Thu Feb 28 05:40:48 PST 2008

Leonardo de Paula Rosa Piga wrote:
> Hi all,
> 
> Does Theora Community have an interest in a multi-thread decoder implementation?
> 
> I'm starting to work with multi-thread and I thought that Theora
> Decoder is a good choice for me, because I had been working with it in
> a FPGA implementation and I have experience with the library.
> 
> I'm thinking in working with LoopFilter at first. Do you think I could
> start with it or there is a better choice?

Keep in mind that the current decoder is a completely different code
base than the one you based your FPGA implementation on. This one
re-organizes the decode process to be much more cache-friendly, which
makes it scale much better to larger resolutions (in addition to a
number of other algorithmic optimizations). Part of this means the
decode process is pipelined, so that, for example, the loop filter is
only applied to a few rows of blocks at a time, while the data for those
blocks is in cache, instead of being applied to the entire frame at once.
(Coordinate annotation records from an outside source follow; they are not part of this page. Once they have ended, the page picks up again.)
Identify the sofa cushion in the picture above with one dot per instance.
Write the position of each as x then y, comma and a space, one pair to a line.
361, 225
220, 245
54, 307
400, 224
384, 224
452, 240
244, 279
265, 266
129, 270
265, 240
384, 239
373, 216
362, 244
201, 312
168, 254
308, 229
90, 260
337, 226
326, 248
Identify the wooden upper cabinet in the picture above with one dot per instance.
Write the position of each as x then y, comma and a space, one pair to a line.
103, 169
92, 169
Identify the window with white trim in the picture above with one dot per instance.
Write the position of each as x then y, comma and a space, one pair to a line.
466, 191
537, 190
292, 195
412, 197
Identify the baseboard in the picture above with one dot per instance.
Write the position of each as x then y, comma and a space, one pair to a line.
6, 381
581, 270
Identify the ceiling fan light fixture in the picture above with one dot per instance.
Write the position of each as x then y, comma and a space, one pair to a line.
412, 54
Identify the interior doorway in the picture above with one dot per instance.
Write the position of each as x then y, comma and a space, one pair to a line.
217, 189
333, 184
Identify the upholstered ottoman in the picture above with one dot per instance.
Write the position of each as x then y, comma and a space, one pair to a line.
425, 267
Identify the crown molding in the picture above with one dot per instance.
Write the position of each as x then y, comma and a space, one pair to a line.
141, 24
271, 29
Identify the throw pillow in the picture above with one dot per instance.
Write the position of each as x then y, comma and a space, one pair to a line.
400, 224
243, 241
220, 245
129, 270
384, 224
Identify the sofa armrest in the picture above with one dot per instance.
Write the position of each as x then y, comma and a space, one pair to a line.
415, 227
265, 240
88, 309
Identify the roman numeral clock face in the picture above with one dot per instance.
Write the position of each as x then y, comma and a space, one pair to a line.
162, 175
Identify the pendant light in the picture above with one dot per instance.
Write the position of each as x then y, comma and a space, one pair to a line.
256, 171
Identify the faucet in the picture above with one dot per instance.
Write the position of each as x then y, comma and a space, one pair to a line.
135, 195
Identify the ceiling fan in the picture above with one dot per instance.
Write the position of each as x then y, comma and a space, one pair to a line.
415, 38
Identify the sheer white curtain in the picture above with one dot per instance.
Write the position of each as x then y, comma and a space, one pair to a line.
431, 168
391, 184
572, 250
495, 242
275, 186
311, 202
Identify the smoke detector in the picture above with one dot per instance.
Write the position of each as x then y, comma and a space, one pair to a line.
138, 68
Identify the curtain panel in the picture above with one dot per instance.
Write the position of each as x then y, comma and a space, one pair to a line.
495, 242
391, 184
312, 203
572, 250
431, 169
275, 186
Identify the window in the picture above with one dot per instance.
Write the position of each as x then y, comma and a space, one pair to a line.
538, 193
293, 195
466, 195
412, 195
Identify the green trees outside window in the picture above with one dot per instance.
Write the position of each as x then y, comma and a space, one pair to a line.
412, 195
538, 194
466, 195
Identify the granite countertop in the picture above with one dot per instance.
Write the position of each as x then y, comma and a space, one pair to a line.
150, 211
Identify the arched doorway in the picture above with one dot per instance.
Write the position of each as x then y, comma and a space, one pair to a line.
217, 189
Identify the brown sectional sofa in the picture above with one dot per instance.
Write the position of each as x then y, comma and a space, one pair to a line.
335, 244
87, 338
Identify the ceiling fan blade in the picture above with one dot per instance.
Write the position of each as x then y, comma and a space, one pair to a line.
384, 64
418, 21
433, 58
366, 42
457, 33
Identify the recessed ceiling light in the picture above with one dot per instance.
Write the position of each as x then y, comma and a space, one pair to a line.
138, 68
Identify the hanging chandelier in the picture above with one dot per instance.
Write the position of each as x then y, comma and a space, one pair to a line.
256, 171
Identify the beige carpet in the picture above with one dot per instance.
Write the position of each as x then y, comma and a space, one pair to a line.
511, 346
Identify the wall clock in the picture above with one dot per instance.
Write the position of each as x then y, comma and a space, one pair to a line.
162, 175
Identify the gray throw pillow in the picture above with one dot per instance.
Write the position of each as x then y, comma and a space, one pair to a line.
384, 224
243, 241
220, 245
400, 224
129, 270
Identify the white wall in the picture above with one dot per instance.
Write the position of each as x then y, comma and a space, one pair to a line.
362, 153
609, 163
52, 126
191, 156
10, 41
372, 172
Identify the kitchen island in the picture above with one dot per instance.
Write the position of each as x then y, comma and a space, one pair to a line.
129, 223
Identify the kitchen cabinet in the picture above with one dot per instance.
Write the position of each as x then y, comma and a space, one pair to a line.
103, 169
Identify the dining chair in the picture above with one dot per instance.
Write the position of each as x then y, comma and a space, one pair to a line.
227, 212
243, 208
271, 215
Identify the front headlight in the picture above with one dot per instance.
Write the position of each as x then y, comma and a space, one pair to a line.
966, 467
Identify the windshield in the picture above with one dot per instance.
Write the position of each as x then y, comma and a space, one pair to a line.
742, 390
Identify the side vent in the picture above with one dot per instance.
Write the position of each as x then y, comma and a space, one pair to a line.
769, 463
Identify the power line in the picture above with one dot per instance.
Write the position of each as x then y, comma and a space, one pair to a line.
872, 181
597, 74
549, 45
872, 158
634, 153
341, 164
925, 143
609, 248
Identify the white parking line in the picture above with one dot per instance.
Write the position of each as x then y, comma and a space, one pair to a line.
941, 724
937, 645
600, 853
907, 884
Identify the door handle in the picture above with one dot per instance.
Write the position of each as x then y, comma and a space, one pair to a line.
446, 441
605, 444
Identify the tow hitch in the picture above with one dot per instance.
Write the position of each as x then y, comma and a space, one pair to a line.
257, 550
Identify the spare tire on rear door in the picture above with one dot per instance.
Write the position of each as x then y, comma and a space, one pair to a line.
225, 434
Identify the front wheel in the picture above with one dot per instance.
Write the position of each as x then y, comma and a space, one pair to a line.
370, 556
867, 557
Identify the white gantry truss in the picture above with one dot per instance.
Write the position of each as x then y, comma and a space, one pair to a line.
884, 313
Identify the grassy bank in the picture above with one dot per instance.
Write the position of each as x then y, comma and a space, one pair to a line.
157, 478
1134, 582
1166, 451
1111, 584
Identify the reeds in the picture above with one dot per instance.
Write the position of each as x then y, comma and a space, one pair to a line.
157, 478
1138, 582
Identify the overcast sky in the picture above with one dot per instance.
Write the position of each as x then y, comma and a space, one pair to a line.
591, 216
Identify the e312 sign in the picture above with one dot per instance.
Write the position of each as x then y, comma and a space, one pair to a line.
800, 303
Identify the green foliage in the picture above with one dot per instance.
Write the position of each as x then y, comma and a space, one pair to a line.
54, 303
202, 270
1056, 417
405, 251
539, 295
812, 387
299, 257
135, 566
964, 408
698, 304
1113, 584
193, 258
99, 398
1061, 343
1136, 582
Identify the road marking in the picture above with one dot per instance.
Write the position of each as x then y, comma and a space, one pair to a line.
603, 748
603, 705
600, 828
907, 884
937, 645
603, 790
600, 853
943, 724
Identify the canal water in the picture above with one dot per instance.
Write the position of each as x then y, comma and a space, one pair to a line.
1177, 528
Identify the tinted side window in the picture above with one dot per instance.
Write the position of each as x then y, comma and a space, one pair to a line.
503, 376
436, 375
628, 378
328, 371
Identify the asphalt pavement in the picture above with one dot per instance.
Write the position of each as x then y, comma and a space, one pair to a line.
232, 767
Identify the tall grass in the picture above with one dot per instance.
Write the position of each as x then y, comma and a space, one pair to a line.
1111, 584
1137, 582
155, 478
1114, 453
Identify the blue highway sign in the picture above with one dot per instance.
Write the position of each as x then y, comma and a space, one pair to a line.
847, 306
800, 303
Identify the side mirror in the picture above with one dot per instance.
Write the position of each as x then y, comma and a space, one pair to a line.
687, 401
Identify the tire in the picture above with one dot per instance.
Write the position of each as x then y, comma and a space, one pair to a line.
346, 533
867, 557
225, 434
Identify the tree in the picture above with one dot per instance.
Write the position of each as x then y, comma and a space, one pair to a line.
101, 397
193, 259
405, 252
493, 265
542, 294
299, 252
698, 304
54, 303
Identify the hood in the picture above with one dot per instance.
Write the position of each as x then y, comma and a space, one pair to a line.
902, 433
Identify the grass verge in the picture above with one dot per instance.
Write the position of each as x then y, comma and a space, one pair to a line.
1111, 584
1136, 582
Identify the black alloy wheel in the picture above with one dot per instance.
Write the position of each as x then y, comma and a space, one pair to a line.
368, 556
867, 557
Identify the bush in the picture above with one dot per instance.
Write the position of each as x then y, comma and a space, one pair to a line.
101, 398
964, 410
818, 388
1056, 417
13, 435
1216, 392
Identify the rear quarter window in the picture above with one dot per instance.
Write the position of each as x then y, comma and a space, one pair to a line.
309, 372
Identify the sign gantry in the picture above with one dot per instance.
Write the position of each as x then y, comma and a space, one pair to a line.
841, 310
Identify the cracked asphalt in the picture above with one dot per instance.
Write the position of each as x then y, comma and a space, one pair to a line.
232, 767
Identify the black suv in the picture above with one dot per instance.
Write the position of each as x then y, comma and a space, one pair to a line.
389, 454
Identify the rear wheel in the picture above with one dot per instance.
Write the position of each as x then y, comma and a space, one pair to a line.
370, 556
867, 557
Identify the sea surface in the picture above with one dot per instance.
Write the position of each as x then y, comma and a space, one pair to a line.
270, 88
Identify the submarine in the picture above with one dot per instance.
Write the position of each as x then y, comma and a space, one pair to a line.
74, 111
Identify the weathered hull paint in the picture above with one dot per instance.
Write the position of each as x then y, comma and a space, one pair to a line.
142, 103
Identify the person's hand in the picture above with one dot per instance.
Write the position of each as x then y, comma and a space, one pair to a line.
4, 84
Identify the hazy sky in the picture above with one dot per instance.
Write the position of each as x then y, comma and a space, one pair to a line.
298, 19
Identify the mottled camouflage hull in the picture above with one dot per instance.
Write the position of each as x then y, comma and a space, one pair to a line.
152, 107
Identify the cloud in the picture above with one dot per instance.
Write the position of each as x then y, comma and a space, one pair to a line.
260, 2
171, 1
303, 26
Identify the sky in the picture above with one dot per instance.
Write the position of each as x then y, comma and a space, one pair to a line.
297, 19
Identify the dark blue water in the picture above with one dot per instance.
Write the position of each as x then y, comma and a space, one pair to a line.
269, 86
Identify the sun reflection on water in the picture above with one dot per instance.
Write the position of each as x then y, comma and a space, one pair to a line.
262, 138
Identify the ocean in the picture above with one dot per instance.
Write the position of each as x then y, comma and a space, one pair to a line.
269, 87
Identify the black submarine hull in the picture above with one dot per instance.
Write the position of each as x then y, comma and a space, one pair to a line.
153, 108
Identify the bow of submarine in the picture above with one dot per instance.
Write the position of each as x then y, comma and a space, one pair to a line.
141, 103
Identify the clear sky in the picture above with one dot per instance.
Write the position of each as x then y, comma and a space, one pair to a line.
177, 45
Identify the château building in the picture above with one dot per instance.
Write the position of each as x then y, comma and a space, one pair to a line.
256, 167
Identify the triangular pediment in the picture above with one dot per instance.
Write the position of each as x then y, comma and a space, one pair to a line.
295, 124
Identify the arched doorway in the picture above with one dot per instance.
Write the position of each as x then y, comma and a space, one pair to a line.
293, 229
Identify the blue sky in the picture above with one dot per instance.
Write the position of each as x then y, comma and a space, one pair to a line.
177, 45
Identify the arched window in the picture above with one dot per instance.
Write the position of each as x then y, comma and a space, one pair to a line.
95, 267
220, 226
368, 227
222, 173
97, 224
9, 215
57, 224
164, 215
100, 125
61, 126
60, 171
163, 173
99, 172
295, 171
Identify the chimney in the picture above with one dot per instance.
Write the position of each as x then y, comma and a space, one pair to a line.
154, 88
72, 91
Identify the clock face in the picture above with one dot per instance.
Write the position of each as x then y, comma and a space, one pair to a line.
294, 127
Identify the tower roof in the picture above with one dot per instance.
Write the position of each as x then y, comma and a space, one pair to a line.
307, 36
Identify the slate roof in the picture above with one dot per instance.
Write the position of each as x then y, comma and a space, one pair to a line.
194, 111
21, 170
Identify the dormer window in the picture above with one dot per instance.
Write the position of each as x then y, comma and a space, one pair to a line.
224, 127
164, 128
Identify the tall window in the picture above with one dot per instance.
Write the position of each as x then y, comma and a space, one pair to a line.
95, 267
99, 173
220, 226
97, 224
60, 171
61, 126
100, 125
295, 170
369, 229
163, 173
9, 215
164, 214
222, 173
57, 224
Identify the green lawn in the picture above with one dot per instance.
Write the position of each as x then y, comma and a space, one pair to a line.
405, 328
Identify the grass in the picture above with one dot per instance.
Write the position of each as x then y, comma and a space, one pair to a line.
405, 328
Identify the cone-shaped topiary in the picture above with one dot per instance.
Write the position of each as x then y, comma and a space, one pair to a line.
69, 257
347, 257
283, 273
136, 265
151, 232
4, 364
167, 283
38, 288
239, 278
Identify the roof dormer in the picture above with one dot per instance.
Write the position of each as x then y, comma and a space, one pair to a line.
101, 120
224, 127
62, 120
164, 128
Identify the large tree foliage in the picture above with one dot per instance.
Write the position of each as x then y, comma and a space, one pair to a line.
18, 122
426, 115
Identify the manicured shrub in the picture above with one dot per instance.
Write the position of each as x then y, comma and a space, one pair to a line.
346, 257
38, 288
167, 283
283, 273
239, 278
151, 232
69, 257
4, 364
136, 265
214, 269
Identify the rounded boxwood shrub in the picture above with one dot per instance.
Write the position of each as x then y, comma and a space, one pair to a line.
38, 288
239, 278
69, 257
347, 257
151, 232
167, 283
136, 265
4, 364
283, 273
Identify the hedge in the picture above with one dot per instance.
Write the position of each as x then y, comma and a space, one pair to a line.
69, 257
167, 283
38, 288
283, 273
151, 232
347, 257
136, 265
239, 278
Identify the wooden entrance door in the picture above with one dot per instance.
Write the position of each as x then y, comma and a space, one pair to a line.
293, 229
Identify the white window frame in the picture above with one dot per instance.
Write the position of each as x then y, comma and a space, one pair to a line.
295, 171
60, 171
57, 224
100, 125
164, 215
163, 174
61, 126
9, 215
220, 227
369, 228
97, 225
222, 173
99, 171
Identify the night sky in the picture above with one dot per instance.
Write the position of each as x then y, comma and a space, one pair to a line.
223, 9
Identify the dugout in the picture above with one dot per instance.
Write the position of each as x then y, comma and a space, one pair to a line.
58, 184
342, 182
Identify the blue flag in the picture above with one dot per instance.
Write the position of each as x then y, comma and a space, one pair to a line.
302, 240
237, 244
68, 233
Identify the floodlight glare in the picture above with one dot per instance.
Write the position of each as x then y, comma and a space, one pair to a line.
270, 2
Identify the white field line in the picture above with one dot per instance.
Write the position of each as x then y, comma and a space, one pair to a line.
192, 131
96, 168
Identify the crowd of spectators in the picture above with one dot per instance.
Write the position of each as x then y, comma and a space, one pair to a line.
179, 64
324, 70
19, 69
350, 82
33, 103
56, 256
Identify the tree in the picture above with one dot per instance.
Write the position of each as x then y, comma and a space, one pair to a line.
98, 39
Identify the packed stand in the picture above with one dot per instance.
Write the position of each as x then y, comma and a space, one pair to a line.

There were some early experiments with a multi-threaded decoder in svn:
http://svn.xiph.org/experimental/giles/theora-exp-mt/

The basic idea was that after coefficient unpacking, each color plane
could be decoded completely independently (inverse DC prediction,
dequantization, iDCT, MC, and loop filter). This obtained a moderate
speed-up (I forget the exact numbers, search the mailing list archives),
but the difference in the workload between luma and the two chroma
planes limited the potential gains.

gcc 4.2 includes support for OpenMP
(http://en.wikipedia.org/wiki/OpenMP). I have been meaning to take a
look at this and see if it is lightweight enough for finer-grain
parallelism, e.g., of the individual loops during the decode process.
Some of these are easy to parallelize further (e.g., copying uncoded
blocks), but most of the steps within a single color plane have a
dependency on the previous rows. There may be some opportunity to break
these dependencies with additional overhead, but it's unclear if the
trade-off is worth it (this requires experimentation). The loop filter
definitely falls into this category, as the precise output is extremely
dependent on the order in which it is applied to each edge, since all of
the edges overlap.

The ability to specify parallelism with a few #pragma statements in
OpenMP is, however, appealing, as this kind of code is hard to get
right, and this would be much easier than maintaining a separate,
multi-threaded version of the code. It also provides a portable means of
adapting to the number of cores, etc., available.